The image processing apparatus of the present invention for achieving the above object has, for example, the following arrangement. That is, an area to be output from the image represented by the image data is specified as an output image, and an acquisition unit that acquires the size of the output image, and a preset area based on the size of the output image acquired by the acquisition unit. Selecting means for selecting one image output size from among a plurality of types of image output sizes, and arrangement determining means for determining the arrangement of the output image in an output area having the image output size selected by the selecting means. A display unit for displaying based on the arrangement state determined by the arrangement determination unit; and an instruction to change the arrangement state displayed by the display unit, changing an arrangement state of the output image in the output area. Changing means.

Further, according to the present invention, there is provided an image processing method realized by the above image processing apparatus.

According to the present invention, there is provided a storage medium for storing a control program for causing a computer to implement the image processing method.

[0010]

Preferred embodiments of the present invention will be described below with reference to the accompanying drawings. In the following embodiment, an embodiment in which the image processing apparatus of the present invention is applied to an X-ray image reading apparatus will be described.

FIG. 1 is a block diagram showing the configuration of the X-ray image reading device. The operator places the subject 100 to be photographed between the solid-state imaging device 101 and the X-ray tube 102. Next, a part to be imaged is selected using a user interface (consisting of the display IF unit 119, the display 120, the keyboard and the mouse 121). By this operation, the arrangement mode of the subject, that is, whether to perform PA (emission from the back to the front) shooting or AP
The image reading control unit 113 applies a voltage to the solid-state imaging device 101 using the solid-state imaging device driving control signal, and simultaneously instructs whether to perform imaging (emitted from the front surface to the back surface). Prepare for the image to be entered at any time.

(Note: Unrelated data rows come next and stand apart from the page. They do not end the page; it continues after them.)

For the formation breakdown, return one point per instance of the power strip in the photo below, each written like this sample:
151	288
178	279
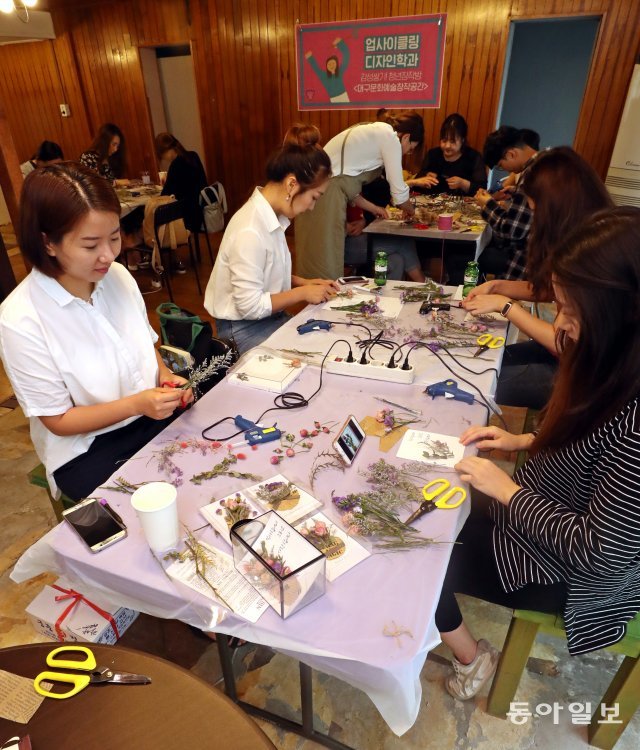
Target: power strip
376	369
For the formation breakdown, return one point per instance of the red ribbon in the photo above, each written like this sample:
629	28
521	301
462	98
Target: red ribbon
77	598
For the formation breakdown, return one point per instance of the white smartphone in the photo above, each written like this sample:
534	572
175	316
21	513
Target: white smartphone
94	524
353	280
349	440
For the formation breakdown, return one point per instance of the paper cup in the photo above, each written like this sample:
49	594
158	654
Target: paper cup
156	506
445	222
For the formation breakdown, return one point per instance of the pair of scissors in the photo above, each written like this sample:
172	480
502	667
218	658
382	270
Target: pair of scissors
97	675
445	494
488	341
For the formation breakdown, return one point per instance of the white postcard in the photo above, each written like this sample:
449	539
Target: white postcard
430	448
389	306
222	514
266	372
289	500
232	589
341	550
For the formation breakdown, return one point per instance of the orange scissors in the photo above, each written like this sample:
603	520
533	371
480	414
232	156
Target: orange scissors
97	675
444	492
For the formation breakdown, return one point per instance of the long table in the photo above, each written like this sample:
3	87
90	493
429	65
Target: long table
341	633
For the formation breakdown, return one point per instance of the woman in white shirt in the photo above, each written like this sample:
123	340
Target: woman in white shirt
74	335
251	283
358	156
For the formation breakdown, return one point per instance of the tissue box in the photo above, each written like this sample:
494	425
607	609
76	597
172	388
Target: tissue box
82	623
281	565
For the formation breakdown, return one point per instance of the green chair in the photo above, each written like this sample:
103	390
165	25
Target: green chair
623	690
38	477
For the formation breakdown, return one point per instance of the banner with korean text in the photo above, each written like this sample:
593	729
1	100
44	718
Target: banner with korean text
379	62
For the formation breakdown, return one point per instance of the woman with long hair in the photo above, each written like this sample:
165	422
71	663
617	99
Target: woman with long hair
107	155
358	156
563	191
74	335
252	284
564	532
452	166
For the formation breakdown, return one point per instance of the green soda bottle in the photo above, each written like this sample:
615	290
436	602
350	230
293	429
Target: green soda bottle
471	274
380	268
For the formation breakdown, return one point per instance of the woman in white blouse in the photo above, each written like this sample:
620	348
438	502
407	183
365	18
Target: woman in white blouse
251	283
563	534
74	335
358	156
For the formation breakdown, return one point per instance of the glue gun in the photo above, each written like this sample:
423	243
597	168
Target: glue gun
449	389
314	325
255	435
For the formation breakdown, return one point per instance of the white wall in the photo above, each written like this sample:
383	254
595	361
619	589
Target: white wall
178	84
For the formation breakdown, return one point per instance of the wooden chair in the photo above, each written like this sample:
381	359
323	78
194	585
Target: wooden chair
624	689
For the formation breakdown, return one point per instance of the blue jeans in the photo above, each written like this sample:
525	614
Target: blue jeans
250	333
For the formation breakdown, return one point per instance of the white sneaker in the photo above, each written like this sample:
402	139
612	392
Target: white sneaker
468	679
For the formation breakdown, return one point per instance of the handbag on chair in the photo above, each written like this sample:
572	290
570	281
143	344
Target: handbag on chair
213	201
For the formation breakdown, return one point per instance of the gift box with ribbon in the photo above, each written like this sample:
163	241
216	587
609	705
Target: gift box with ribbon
63	613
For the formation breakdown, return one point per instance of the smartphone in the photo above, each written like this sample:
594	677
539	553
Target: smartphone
94	524
349	440
353	280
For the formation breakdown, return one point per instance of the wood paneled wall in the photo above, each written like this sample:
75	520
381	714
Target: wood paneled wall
244	58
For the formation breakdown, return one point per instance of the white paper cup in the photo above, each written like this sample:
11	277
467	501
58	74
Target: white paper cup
156	506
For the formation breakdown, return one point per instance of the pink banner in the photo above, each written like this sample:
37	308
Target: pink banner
380	62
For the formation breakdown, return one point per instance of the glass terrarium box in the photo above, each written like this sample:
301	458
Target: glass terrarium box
280	564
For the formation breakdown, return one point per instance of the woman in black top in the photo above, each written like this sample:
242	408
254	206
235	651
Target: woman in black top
453	167
564	532
107	155
185	177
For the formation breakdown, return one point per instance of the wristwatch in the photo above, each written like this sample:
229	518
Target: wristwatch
505	310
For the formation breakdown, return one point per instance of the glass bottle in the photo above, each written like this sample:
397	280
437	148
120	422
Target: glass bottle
380	268
471	274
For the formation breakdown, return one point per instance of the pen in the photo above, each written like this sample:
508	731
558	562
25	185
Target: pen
417	412
106	505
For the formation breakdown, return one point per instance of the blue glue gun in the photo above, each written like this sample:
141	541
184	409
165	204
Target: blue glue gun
255	435
314	325
449	389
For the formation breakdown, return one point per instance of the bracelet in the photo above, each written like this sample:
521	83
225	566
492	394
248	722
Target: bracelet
505	310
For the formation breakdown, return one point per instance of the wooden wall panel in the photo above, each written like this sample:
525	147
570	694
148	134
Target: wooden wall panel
244	59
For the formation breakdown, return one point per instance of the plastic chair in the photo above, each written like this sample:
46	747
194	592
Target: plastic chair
624	689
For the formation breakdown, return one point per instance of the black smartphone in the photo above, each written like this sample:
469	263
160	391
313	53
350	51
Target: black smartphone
349	440
94	524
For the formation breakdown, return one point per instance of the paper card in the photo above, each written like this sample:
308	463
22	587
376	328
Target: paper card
266	372
431	448
341	550
389	306
18	700
232	588
222	514
294	506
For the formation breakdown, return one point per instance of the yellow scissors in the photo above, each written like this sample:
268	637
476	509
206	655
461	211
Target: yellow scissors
441	489
488	341
97	675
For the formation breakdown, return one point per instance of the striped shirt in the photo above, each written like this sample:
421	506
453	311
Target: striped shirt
577	519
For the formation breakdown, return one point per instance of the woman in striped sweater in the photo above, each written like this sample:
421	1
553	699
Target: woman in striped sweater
564	533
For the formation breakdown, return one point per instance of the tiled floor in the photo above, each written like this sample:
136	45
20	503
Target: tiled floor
270	680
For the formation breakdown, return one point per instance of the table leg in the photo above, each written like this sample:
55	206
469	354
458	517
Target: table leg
305	729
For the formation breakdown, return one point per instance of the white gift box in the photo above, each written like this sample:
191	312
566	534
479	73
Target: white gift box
82	623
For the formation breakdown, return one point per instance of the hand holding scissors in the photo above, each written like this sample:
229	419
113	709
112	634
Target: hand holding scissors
97	675
488	341
441	489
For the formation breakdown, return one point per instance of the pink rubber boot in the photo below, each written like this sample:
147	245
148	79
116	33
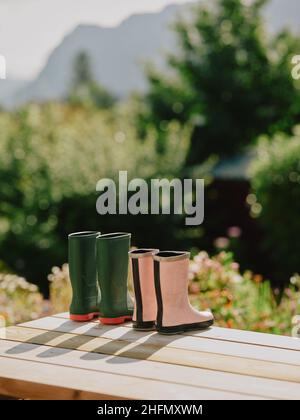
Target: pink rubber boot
145	306
175	313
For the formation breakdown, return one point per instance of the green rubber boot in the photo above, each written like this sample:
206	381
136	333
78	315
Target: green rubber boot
83	276
116	304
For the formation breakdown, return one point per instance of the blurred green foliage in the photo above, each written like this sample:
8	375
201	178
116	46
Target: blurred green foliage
276	201
242	301
51	157
231	81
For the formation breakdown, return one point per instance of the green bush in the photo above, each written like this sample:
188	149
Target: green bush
51	157
243	301
276	202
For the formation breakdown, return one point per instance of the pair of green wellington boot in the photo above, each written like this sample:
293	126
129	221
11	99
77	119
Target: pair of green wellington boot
98	266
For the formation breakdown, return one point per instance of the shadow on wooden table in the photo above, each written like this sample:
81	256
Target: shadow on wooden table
97	342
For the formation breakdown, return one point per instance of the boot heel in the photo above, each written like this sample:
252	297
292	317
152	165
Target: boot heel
115	321
144	326
84	318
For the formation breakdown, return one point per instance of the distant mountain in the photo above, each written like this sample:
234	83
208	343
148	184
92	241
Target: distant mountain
9	89
117	54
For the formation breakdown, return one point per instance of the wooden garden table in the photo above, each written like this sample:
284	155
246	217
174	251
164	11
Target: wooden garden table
55	358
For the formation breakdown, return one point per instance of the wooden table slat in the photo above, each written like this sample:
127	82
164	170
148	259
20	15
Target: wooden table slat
55	358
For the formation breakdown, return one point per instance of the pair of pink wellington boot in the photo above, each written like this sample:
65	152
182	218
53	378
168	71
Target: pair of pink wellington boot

Next, the operator moves the X-ray tube 102 to an appropriate distance with respect to the solid-state imaging device 101. At this time, the distance (distance signal) between the solid-state imaging device 101 and the X-ray tube 102 is input to the image reading control unit 113 using the distance measuring unit 106.

Next, the operator uses the aperture instruction unit 108 to input X
The aperture of the line is adjusted so that the target part of the subject to be photographed is included. Aperture signal 1 from aperture instruction unit 108
Are transmitted to the image reading control unit 113, the aperture signal 2, the X-ray generator control unit 109, and the aperture signal 3, and the opening and closing of the X-ray aperture 105 are controlled. This X-ray aperture 105
It is a rectangle, and it is possible to adjust the opening and closing amounts in both the vertical and horizontal directions. The X-ray aperture 105
Is properly illuminating the site of the subject 100,
It can be adjusted using lamp light.

Exposure button 110 applies X-ray
Trigger to generate a line. The exposure signal 1 generated from the exposure button 110 is input once to the image reading control unit 113 in the image reading device 111. Image reading control unit 1
In 13, after confirming whether or not the solid-state imaging device 101 is in a state in which the input X-ray can be imaged, based on a state of a drive notification signal from a unit including the solid-state imaging device 101,
An exposure permission signal is generated. The irradiation permission signal turns on the irradiation permission switch 114 and changes the irradiation signal 1 to the irradiation signal 2
Is conducted. For the exposure signal, a switch called an exposure button second switch is used (the exposure button of the X-ray generator is pressed in two steps, and the first step (fast switch) is a switch to the X-ray generator). The second stage (second switch) is for applying X-rays to apply a voltage).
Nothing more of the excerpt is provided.